Omar Sharif

Konvertiten leben gefährlich

Omar Sharif, hier in “Die zehn Gebote“

Omar Sharif, hier in "Die zehn Gebote"

03. November 2005 Vor ein paar Jahren hätte man den Fall noch nicht so ernst genommen. Aber vor ein paar Jahren war der niederländische Regisseur Theo van Gogh noch am Leben, bevor er nach Todesdrohungen von einem religiösen Fanatiker rituell abgeschlachtet wurde.
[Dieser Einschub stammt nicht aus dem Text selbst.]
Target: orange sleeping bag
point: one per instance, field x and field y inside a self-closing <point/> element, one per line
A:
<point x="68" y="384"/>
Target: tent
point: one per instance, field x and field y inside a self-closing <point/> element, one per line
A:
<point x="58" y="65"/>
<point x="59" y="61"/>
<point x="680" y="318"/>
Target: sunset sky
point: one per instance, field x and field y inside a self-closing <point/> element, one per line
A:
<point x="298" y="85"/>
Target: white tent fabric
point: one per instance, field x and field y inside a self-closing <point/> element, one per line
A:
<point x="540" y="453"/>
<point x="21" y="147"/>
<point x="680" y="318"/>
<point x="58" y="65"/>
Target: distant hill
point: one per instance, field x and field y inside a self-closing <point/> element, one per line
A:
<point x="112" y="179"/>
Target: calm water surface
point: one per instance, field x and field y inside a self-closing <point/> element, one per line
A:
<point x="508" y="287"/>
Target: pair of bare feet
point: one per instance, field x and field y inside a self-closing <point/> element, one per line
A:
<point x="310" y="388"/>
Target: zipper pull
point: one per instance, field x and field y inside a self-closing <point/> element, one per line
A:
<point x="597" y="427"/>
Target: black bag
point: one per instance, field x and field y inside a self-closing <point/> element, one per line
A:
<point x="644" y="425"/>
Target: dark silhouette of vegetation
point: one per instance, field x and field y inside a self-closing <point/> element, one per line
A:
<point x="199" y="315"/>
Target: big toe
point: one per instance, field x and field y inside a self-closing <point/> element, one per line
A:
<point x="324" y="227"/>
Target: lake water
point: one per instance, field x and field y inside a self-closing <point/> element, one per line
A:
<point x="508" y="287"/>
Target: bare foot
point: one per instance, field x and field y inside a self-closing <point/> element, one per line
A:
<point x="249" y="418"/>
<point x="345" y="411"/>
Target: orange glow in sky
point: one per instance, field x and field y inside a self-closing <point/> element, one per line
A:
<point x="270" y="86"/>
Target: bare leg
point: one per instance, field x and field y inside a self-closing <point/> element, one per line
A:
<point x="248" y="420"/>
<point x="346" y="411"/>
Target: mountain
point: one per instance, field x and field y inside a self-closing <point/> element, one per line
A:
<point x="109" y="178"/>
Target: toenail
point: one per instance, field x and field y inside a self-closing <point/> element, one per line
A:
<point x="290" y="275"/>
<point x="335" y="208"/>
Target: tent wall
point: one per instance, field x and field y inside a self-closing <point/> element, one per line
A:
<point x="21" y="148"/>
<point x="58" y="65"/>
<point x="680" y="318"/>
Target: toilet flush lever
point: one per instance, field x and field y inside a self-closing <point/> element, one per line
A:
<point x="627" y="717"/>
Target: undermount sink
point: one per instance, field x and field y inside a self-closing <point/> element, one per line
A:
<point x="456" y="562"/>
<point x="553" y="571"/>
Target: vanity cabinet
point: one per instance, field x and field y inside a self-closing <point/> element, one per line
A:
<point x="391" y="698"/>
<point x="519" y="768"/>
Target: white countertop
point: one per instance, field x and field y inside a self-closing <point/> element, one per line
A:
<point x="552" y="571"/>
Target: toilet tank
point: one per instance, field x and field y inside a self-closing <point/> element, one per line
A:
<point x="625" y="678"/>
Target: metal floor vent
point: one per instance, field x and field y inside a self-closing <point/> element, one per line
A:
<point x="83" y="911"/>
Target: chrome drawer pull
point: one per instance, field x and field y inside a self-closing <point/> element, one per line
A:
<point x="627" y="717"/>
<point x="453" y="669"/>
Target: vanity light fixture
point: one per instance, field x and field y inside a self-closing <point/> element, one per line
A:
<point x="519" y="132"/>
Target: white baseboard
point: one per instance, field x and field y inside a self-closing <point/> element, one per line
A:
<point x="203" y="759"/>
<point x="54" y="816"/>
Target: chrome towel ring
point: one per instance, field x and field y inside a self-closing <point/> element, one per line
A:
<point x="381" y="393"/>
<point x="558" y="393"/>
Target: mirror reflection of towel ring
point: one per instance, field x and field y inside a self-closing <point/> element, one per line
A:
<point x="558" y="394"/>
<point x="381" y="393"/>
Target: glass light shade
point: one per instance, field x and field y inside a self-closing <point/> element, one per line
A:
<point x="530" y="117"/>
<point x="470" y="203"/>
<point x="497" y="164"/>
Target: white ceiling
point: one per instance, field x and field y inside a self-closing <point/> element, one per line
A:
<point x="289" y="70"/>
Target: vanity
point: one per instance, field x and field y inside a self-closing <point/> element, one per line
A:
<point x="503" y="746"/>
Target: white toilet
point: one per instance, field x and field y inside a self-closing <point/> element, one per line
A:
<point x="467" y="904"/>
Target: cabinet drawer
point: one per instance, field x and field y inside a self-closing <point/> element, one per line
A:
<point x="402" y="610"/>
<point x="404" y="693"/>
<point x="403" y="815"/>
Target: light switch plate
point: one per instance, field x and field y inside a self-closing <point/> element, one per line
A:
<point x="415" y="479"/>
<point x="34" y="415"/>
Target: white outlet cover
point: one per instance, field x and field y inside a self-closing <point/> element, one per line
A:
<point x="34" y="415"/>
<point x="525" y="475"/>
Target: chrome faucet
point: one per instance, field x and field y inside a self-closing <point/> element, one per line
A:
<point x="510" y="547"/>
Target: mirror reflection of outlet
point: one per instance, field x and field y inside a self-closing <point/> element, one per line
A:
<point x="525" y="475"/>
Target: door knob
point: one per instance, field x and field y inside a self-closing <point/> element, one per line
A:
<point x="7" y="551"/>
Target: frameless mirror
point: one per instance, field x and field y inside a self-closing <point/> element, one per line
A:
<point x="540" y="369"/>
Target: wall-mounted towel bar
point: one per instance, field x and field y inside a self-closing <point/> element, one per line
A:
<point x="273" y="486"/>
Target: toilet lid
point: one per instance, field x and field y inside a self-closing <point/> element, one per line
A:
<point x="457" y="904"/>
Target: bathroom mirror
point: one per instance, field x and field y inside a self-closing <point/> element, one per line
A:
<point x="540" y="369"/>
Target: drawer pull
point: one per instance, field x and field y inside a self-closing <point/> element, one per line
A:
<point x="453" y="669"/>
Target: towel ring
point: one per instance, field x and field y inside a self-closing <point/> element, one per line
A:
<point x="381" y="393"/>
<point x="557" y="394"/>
Nun ist es der Schauspieler Omar Sharif, der auf einer islamistischen Website im Dunstkreis von Al Qaida mit dem Tod bedroht wird, weil er in den Augen jener Leute eine falsche Rolle angenommen hat. Sharif spielte nämlich den Petrus in einer monumentalen Verfilmung der italienischen Rai. Letzte Woche wurde die zweiteilige Apostelgeschichte mit großem Erfolg in Italien ausgestrahlt.

Der Papst war zufrieden

Der Papst als Amtsnachfolger Petri und die derzeit tagende Generalsynode äußerten sich - was natürlich wenig über die cineastische, aber viel über die religionspädagogische Qualität des Petrusfilms aussagt - bei einer Privatvorstellung bewegt und zufrieden. Und fanden nichts daran auszusetzen, daß der Hauptdarsteller Muslim ist. Sharif, als ägyptischer Christ geboren, trat bei seiner Heirat vor Jahrzehnten zum Islam über und äußerte sich in einem Interview äußerst unorthodox, man könnte auch sagen: ketzerisch über Religionen im speziellen und eine vermeintlich göttliche Ordnung der Welt im allgemeinen.

Bei gewissen Zuschauern wird das religiöse Privatleben des ägyptischen Weltstars nun leider sehr viel ideologischer betrachtet. Er habe im Gewand von Petrus die Partei der „Kreuzfahrer“ ergriffen und folgerichtig den Tod verdient, hetzen die anonymen Islamisten. Für Sharif sind solche Drohungen nicht ganz neu. Als er Anfang der siebziger Jahre in einem Film die amerikanische Schauspielerin Barbra Streisand zu küssen hatte, löste die Szene in Sharifs Heimat Ägypten Tumulte aus, weil Streisand zufällig jüdischer Abstammung ist.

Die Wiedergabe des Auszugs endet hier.